Granted, that you two actually do get along well enough to do so.

And if you do, this might end up being one of your best and lifelong friends.

3. If you want to do something, join something, go somewhere, anything! Then do it.

You’ll kick yourself over and over if you wait to join any club or organization, don’t go to that party you kept hearing about, don’t hang out with a new friend when they ask, or don’t have that lunch/dinner or study date like you were really wanting to. These are some of the things that you’ll only get the opportunity to experience while you’re in college. And again, you might make some of your best and lifelong friends by doing this.

I always wanted to join a sorority since my freshman year, but due to all those other circumstances, I didn’t get to do it until the spring of my sophomore year. In which I had one choice, one sorority, the one that I thought I really wanted. Not doing formal recruitment, I missed out on finding that one place that was a really good fit for me. I quit the sorority fall of my junior year, for a number of reasons. I believe if I had joined sooner, went through the formal recruitment, and all that jazz, then I would have found the place for me, and gained some “sisters” too.

There are also other organizations that I wish I would have gotten involved with sooner.

Don’t delay, at all. Not one second.

4. If your schedule allows, find an on or off campus job that provides you with professional experience or just some extra spending money.

Work study has been one of the greatest things ever awarded to me. But even if you don’t have work study, federal or non-federal, finding an off campus job (internships, internships, INTERNSHIPS!) can be equally as great and rewarding. Finding the right job is also an absolute must as well. A job will help you define your professional career, or even just be a place where you have a great group of friends and make some cash along the way. The less stressful, the better, since you’ll have enough of that with learning how college works in the first place.

My freshman year, my first job was as a “Student Technology Assistant”, sounds really nerdy, right? Well, basically I sat in the basement of one of the buildings on campus and did homework. Occasionally I would get a call into the “help line”, for a professor needing assistance with classroom equipment, or I would go clean projectors, or help set up equipment for a campus event. Needless to say I found it quite boring for my tastes, and I wasn’t really close with any of my co-workers.

I worked there for a semester, and then I found the job I have now. My current job is a great place to be at; rewarding, fun, I’m gaining professional experience (and possibly a job offer after graduation!), and I have met some of my best friends through this job.
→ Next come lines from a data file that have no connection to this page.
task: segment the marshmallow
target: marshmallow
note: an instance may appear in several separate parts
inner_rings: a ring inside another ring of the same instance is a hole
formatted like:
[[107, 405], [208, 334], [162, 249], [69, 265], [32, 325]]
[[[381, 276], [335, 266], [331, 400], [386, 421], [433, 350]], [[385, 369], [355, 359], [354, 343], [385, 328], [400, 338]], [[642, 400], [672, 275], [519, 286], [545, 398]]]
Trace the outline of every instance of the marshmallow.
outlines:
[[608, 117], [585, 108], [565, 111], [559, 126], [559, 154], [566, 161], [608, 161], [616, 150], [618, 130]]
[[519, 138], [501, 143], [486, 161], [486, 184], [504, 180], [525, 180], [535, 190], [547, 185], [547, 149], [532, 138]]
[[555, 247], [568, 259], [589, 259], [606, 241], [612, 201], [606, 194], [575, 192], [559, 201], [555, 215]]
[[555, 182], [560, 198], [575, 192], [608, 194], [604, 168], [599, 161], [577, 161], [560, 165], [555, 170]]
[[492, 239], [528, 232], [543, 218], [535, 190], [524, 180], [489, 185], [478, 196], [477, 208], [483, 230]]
It was so worth it to switch.

5. This is truly your time to shine and you should own every second of it.

Going to college is a lot like having the chance to start your life over. Nobody cares what you did and who you were in high school. Everybody knows nothing about you until you share it with them. You can be anything you want and whoever you want to be. You’re not defined by what you decide to study, who you hang out with, what classes you’re in, nothing. It’s all up to you.

Feel free to be yourself, be anything you want to be. I know that sounds cheesy, but it’s for real, so just take the advice, and make some memories with it. Again, you won’t regret any of it.

While I personally may have missed out on some of these things, I still wouldn’t change anything about my college career. I love my what I’m studying (I’m a double major), I love my job, I love my friends, and I love my school. I have great classes and wonderful professors. I’ve studied abroad, tried new things, and continue to learn more and more about myself each and every day. My family has watched me grow and develop into a strong woman ready to take on the professional world after college. I found a boyfriend who supports me in everything I do, and doesn’t try to hold me back from doing whatever I set my mind to. My college experience wasn’t typical, or traditional, to say the least, but it was still worth every second. I hope my advice prepares all you young ladies reading this to take on college whole-heartedly, and take advantage of every opportunity you are given.

I can’t say it enough, you really won’t regret it!